The Rollover SMK location holds the replaced primary, when partition smkrollover start command creates a new primary SMK. The rollover SMK is retained while SMK rollover is taking place, to allow all SKS blobs that were encrypted/extracted with the old SMK to be brought back into the HSM partition so that they can be re-extracted with the new primary SMK. When partition smkrollover end signals the completion of the rollover operation, the rollover SMK is deleted and the new Primary SMK remains.
The FM SMK location is specifically for transfer from an FM-enabled partition to an FM-never-enabled partition. That is, a partition smkclone command from an FM-enabled HSM partition places the source Primary SMK into the FM SMK location of the target partition. This ensures that key material can be transferred from FM-enabled partitions to FM-never-enabled partitions. It is not permitted to move key material from FM-never-enabled partition to FM-enabled partition, because a Functionality Module could extract in plain text. Similarly, there is no FM SMK rollover location.

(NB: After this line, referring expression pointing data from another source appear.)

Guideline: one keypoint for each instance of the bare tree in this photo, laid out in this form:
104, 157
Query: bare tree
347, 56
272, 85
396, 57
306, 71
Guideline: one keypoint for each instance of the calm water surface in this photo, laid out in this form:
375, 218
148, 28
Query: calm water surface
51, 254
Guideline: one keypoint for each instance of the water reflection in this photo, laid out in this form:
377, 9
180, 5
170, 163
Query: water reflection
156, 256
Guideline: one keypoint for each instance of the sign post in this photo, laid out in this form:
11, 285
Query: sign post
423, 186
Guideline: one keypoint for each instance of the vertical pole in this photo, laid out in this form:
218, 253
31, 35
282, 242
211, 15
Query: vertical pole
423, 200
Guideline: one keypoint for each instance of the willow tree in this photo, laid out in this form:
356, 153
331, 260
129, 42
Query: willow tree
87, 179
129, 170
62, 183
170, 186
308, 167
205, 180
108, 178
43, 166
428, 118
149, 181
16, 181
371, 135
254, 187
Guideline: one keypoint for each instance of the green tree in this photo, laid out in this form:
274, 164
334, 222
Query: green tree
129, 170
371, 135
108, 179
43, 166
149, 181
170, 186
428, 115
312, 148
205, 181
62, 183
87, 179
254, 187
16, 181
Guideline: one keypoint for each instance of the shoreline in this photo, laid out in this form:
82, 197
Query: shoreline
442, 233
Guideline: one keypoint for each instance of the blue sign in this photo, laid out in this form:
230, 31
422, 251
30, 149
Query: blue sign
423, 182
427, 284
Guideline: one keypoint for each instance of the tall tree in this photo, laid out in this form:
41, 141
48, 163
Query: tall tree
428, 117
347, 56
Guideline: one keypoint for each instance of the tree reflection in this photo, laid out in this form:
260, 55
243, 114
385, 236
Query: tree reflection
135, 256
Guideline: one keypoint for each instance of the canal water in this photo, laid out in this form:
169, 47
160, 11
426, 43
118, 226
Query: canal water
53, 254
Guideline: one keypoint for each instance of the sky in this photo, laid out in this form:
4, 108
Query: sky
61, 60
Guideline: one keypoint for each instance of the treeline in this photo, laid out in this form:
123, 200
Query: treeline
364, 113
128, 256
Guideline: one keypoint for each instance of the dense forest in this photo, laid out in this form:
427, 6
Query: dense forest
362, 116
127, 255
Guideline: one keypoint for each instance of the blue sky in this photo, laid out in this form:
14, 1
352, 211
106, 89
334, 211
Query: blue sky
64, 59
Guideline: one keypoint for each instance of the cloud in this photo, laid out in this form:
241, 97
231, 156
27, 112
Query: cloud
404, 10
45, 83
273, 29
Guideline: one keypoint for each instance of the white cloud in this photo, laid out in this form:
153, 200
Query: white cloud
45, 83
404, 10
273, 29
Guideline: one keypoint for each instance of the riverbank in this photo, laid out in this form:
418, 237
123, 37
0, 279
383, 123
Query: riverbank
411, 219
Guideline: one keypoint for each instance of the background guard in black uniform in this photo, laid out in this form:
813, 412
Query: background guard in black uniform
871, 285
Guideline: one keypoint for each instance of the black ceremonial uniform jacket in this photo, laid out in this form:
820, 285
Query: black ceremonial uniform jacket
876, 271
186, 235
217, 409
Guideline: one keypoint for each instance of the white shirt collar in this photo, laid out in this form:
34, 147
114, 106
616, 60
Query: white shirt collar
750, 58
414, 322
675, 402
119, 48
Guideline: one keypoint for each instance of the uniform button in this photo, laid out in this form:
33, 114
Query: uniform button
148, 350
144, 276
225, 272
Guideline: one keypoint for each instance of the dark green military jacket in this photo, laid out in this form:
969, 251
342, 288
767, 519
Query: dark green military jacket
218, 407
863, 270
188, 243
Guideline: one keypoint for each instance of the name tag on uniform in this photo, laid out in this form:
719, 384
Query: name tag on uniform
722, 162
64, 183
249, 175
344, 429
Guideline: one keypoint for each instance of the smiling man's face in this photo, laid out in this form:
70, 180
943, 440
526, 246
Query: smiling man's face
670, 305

The Firmware 6 SMK location can contain an SMK from a firmware 6.x HSM (if one has been cloned in) for the purpose of inserting SKS blobs that were extracted from a firmware 6.x partition. After insertion of such older blobs, the key material is extracted as a new firmware 7 SKS blob, encrypted via the partition's primary SMK. Whenever a partition is on the receiving end of a partition smkclone operation, any contents of the primary and non-primary locations from the source partition overwrite their equivalent locations in the target partition.